Everything seems to be dead nowadays, depending on whom you ask. Print is dead. Blogging is dead. The Web is dead. But ask Eric Richardson and he’ll tell you all three are definitely alive, and show you a truly multimedia publication to prove it.
Richardson is the publisher of blogdowntown, a lifestyle-focused neighborhood website founded in 2005 that caters to downtown Los Angeles. Five years later, as print publications shift their emphasis online, he’s swimming against the current and expanding his blog into a dead-tree newspaper.
Richardson launched the sixteen-page tabloid blogdowntown weekly in August. Covering the usual grab bag of local news—new restaurants, development—it takes a lighter approach than the two other papers in the area, the business-focused weekly Los Angeles Downtown News and the Daily News, a minor competitor to the Los Angeles Times. It’s distributed for free in coffee shops and hipster boutiques throughout the city center, a part of town that long existed primarily between nine and five and is now buzzing with a resurgent residential population.
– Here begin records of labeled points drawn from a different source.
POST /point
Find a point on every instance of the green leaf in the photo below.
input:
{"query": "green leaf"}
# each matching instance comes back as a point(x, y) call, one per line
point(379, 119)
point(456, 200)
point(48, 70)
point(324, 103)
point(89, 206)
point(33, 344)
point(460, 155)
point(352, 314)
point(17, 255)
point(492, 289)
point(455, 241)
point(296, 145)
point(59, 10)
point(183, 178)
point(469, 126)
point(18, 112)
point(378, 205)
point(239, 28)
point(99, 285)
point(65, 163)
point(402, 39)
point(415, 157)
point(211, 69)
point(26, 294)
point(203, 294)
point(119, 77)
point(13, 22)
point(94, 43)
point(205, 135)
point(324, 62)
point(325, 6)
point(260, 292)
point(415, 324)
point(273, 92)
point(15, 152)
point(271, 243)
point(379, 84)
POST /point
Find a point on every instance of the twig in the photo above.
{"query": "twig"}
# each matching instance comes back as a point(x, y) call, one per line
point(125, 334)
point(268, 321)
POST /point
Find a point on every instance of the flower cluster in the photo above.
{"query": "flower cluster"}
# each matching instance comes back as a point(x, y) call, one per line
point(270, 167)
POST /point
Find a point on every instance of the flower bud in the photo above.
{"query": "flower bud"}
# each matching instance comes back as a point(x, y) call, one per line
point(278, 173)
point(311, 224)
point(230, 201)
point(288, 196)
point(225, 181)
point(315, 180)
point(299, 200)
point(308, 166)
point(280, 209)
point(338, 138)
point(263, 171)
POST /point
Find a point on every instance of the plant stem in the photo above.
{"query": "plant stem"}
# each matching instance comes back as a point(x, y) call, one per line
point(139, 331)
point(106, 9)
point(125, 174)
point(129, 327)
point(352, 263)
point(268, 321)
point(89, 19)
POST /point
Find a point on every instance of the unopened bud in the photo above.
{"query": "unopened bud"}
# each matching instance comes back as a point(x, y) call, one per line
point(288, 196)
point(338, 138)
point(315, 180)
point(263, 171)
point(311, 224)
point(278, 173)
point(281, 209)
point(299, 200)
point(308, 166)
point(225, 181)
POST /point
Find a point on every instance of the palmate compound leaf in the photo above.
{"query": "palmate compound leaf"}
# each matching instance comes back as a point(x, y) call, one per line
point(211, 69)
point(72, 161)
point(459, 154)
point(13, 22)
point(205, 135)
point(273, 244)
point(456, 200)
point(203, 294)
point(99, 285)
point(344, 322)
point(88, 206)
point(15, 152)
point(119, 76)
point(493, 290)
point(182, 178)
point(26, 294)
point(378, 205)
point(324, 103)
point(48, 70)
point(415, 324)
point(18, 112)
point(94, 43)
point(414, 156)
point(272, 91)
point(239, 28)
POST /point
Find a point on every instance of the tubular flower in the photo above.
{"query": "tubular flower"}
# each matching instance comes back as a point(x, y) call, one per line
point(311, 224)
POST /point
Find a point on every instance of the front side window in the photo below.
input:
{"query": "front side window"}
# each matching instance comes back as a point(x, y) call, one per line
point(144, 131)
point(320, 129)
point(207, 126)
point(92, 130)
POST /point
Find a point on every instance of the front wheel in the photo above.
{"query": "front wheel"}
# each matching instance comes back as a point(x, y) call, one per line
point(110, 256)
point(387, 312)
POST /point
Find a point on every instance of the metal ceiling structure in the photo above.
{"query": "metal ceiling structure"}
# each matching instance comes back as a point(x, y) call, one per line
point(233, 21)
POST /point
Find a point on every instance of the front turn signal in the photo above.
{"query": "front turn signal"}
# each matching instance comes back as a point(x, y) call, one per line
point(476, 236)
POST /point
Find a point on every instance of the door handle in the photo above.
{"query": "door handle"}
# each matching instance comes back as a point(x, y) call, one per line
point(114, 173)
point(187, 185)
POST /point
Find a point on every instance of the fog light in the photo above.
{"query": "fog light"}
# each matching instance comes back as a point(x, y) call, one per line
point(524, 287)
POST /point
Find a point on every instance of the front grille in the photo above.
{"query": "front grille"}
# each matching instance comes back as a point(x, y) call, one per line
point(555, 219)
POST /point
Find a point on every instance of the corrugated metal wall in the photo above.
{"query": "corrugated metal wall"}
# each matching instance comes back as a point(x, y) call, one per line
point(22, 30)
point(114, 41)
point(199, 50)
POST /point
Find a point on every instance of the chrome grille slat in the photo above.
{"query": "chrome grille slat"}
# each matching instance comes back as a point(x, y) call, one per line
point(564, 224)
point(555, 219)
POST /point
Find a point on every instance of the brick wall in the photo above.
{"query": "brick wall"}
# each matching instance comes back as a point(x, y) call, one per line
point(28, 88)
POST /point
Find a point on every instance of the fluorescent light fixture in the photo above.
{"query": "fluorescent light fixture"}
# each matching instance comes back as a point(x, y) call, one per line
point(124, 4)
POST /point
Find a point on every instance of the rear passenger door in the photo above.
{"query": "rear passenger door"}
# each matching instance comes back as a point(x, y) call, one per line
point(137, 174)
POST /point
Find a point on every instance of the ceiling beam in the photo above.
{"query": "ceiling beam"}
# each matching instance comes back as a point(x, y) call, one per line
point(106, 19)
While he expects the website will remain the focus of operations, the expansion to print is not mere nostalgia. It’s business. Richardson, twenty-eight, sees a market for readers and advertisers who are simply attracted to print but not the Web. At least for now.
“I want us to be putting out content wherever our readers are,” Richardson says. “If all of our readers are out there with iPads, we need to be on the iPad. And if all of our readers are just going to be reading us online, we’ll just be online. As long as we’re able to make sense out of getting to people in print, we’ll be in print.”
By building its readership base online, blogdowntown was able to confidently venture into the third dimension. “They sort of reversed the formula,” says Marc Cooper, director of the digital news program at the University of Southern California’s Annenberg School for Communication & Journalism.
“We’re still a long way from saying that it actually works,” cautions Richardson, who concedes that his three-person staff is just covering costs. And that’s not so bad when you consider the massive monetary bleeding most major city newspapers are suffering. “But I think the difference is what we’re doing is really targeted at a very local neighborhood level.”
Being locally focused helps keep distribution costs down for the paper, which prints 15,000 copies a week and delivers them on Danish-made tricycles with deep black tubs between their two front wheels—part of a deal with a local bike shop that’s also an advertiser.